Detect data bias with Amazon SageMaker Clarify

In Data Science and machine learning, bias can be present in data before any model training occurs. In this article we will analyze bias on a dataset, generate and analyze bias reports, and prepare the dataset for the model training.
aws
cloud-data-science
natural-language-processing
Author

Pranath Fernando

Published

February 4, 2023

1 Introduction

In Data Science and machine learning, bias can be present in data before any model training occurs. Inspecting a dataset for bias can help detect collection gaps, inform your feature engineering, and understand biases the dataset may reflect. In this article we will analyze bias on a dataset, generate and analyze bias reports, and prepare the dataset for the model training.

2 Setup AWS Sagemaker

In an earlier article we introduced AWS cloud services for data science, and how it can help with different stages of the data science & machine learning workflow.

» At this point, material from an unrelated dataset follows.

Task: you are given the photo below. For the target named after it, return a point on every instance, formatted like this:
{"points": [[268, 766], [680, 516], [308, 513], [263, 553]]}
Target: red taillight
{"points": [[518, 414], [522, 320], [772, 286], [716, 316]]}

In this project, we will be using AWS Sagemaker Clarify to explore the bias in a dataset.

Let’s now set up AWS sagemaker for this new project.

import boto3
import sagemaker
import pandas as pd
import numpy as np
import botocore

config = botocore.config.Config(user_agent_extra='dlai-pds/c1/w2')

# low-level service client of the boto3 session
sm = boto3.client(service_name='sagemaker', 
                  config=config)

sess = sagemaker.Session(sagemaker_client=sm)

bucket = sess.default_bucket()
role = sagemaker.get_execution_role()
region = sess.boto_region_name
import matplotlib.pyplot as plt
%matplotlib inline
%config InlineBackend.figure_format='retina'

3 Analyze the dataset

As with our earlier article using AWS we will be using the Women’s Clothing Reviews a public dataset available on kaggle.

It is shared in a public Amazon S3 bucket, and is available as a comma-separated value (CSV) text format:

3.1 Create a pandas data frame from the CSV file

Let’s create a pandas dataframe from each of the product categories and concatenate them into one.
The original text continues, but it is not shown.